The use of strong adjectives reminds me of the language used by Michael Mann to characterize Steve McIntyre's objections to the hockey stick. (As cited in The Hockey Stick Illusion.)
"1984 was about the left wing in the Soviet Union."
Well in fact '1984', like 'Animal farm' was about totalitarianism of any hue. It is amusing that it is quoted by so many right-wingers who clearly know little about George Orwells other writings, including this; "Every line of serious work that I have written since 1936 has been written, directly or indirectly, against totаlitarianism and for democratic socialism, as I know it.". If you don't like right-wingers being called silly names then you should avoid painting all left-wingers as Stalinists!
What about '97%' ?
Sorry, I have to spell it out, don't I: ninety seven percent.

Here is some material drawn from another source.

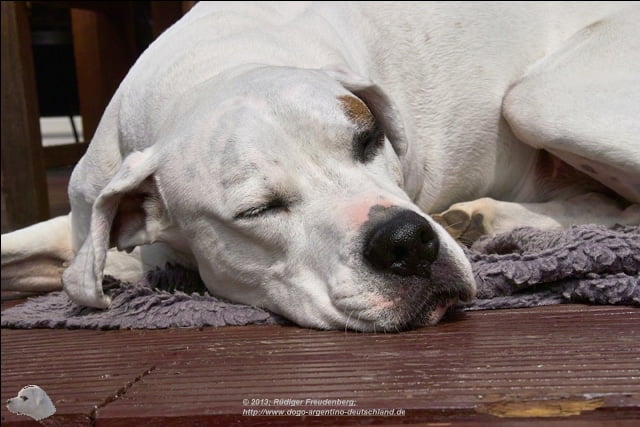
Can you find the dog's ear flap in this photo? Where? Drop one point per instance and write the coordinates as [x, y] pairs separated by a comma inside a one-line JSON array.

"Multiple lines of evidence " is a good one
What seems to be missed by this “research” is that Stapel’s papers were peer-reviewed. To criticise Stapel’s papers, therefore, is not just to criticise Stapel, but also to throw the whole principle of the infallibility of peer-review into question. How odd that this idea seems to have been overlooked.
I do find a report like this to be profoundly suspect, extremely unsettling, and considerably untrustworthy. That less than 97% are not somewhat alarmed but are merely surprised makes the whole thing reek of fraudulence (or should that be “Freudulence”?).
(I say, this is rather jolly good fun, isn't it!)
Filter for finding CAGW papers:
might, may, could, possibly, probably, potentially, scenario, model, linked, associated, correlated, range, error, uncertainty, anthropogenic, man made, serious, severe, catastrophic.
'Consistent with' has become the latest verbal sleight of hand.
In objective, impartial terms it actually has no meaning or value whatsoever. Last years Somerset floods were 'consistent with' climate change, or were 'consistent with' lots of rain! Take your pick.
It's weasel words, designed to fool the casual observer (or friendly hack) into confirming the catastrophic message whilst simultaneously offering not a shred of solid scientific or refutable value, thus enabling the user to cover their own arse. It can be either reiterated or distanced from at a later date as required. Very slick.
I thought regulars here knew full well that peer review is only a plausibility test, not any form of validation.
"... the whole principle of the infallibility of peer-review" is a fiction, unfortunately used by both sides. They use it to give equal weight to studies of differing value e.g. editorial from pressure groups versus papers in scientific journals.
Perhaps the point has been overlooked because it is trivial?
I suspect that the main reason the point has been overlooked is that the author does not want to draw people’s attention to the point.
Gergis et al's (peer reviewed) paper was shot down in flames by Jean Sibelius and Steve McIntyre (not peer reviewed, except in the real meaning of the term).
Further update.
robust
rigorous
transparent
open
peer reviewed . . . . . . . . (h/t BritInMontreal)
tipping point
consistent with . . . . . . . . . (h/t Cheshirered)
Adjectives/words that can indicate something fishy.
It looks like it was just me but terms such as 'homogenization', 'emulation' and 'normalization' had me wondering what the hell was going on. I even came across 'deinhomogenization' at GISS.
If you applied this test - the danger is that almost all science papers might be found to be dodgy.